Title
#users-public
p

Petr Postulka

10/10/2022, 2:11 PM
hi guys, very quick question regarding csv copy ... we've used this feature now and it is really great! I just want to double check re the performance/timings and whether we are doing something wrong (some misconfig) or it matches the expected perf ... we import 505M rows with 168 columns (mainly floats/doubles and approx 10 string symbols) and it takes 17 minutes. Should it be faster or not? I have seen your blog post where you ingest 3B rows per sec and that's the reason why I'm asking.
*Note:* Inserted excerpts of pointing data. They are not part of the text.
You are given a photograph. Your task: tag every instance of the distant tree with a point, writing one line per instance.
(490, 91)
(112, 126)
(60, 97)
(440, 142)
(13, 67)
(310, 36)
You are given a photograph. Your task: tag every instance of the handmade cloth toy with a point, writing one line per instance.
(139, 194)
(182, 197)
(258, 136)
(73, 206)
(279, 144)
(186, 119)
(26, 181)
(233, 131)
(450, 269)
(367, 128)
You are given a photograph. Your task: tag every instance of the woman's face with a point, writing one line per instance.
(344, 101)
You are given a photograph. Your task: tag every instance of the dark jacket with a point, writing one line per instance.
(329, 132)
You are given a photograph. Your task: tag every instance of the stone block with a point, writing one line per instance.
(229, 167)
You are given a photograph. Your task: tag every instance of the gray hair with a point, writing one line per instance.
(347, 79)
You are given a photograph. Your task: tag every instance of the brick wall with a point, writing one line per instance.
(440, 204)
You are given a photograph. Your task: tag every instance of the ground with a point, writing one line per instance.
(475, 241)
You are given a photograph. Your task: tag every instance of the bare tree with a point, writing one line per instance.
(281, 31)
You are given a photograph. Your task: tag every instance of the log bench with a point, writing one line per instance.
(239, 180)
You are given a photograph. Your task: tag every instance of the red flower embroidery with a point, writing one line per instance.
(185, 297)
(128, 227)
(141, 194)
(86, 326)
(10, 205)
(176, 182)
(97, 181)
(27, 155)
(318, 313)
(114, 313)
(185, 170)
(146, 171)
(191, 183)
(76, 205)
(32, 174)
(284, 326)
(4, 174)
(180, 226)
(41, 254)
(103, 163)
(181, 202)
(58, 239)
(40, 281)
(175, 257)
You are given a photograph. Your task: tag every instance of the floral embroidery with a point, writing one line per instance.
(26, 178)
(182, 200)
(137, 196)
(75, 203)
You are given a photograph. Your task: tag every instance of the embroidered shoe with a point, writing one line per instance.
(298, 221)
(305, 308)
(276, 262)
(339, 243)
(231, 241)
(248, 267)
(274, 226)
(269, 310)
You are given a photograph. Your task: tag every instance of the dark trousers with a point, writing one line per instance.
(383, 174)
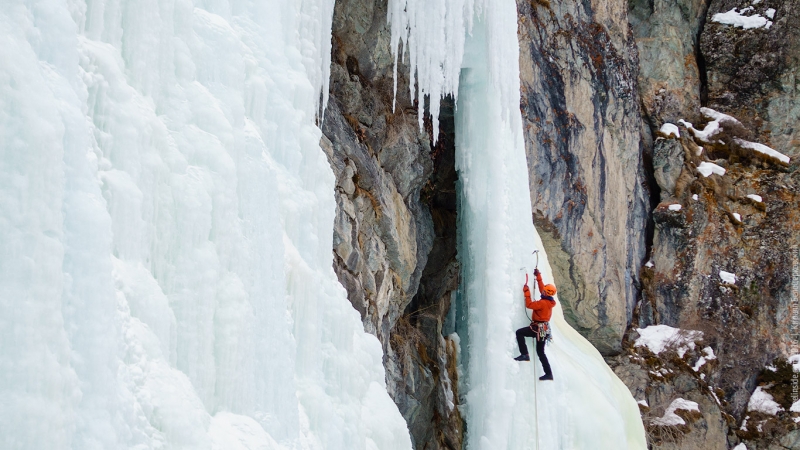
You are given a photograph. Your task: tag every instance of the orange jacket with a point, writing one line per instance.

Thx
j

javier ramirez

10/13/2022, 9:21 AM
CSV import performance depends A LOT on how fast your disk is
9:21 AM
In the post you are referring to, we are using two volumes for the import
9:21 AM
One is your root volume where QuestDB stores its data
9:22 AM
The other is a faster disk that we use only to store the CSV while executing COPY and you can then detach/delete
p

Petr Postulka

10/13/2022, 9:23 AM
we have the same setup ... 2 high speed nvme disks, one for quest one for csv import
j

javier ramirez

10/13/2022, 9:30 AM
I rechecked the blog post, and the claim is 300K rows per second, for a total of ~100 million rows on a 76GB csv
9:37 AM
at 300K rows per second, if I am not mistaken, importing 505 million rows should take about 28 minutes. In your case it is taking 17 minutes
9:38 AM
It seems you are actually getting faster ingestion than the post we wrote, which could be explained because your instance has much more memory and your CSV seems to be already sorted
9:39 AM
To the best of my knowledge, we only have claimed speeds of billions reads per second for querying data, not for ingesting
9:40 AM
Not sure if @Andrey Pechkurov might have some advise, but your numbers actually sound quite fast to me after doing the maths
Andrey Pechkurov

Andrey Pechkurov

10/13/2022, 9:46 AM
The machine is quite good, so it's shouldn't a bottleneck
9:47 AM
@Petr Postulka are you sure that you're using the new parallel import? It's used for partitioned tables only
9:48 AM
If your table is a non-partitioned one, the import would be serial
p

Petr Postulka

10/13/2022, 9:48 AM
yes, it is partitioned
Andrey Pechkurov

Andrey Pechkurov

10/13/2022, 9:49 AM
at 300K rows per second, if I am not mistaken, importing 505 million rows should take about 28 minutes. In your case it is taking 17 minutes
Yes, that's the right calculation. 17 minutes sound like a good result to me
9:49 AM
What are your expectations for the import time?
9:50 AM
Your current time yields around 500K rows/s
p

Petr Postulka

10/13/2022, 9:51 AM
ok, in that case all good ... but I think the blogpost had really 3B rows/sec before ... that's why I was asking 🙂
9:51 AM
whether we are missing something or not ... so clearly all good and the perf is expected
Andrey Pechkurov

Andrey Pechkurov

10/13/2022, 9:54 AM
No, it was 3M before due to a typo in the calculations (I'm the one to blame for that), but we fixed the bug 🙂
p

Petr Postulka

10/13/2022, 10:12 AM
no worries, thx for explanation 🙂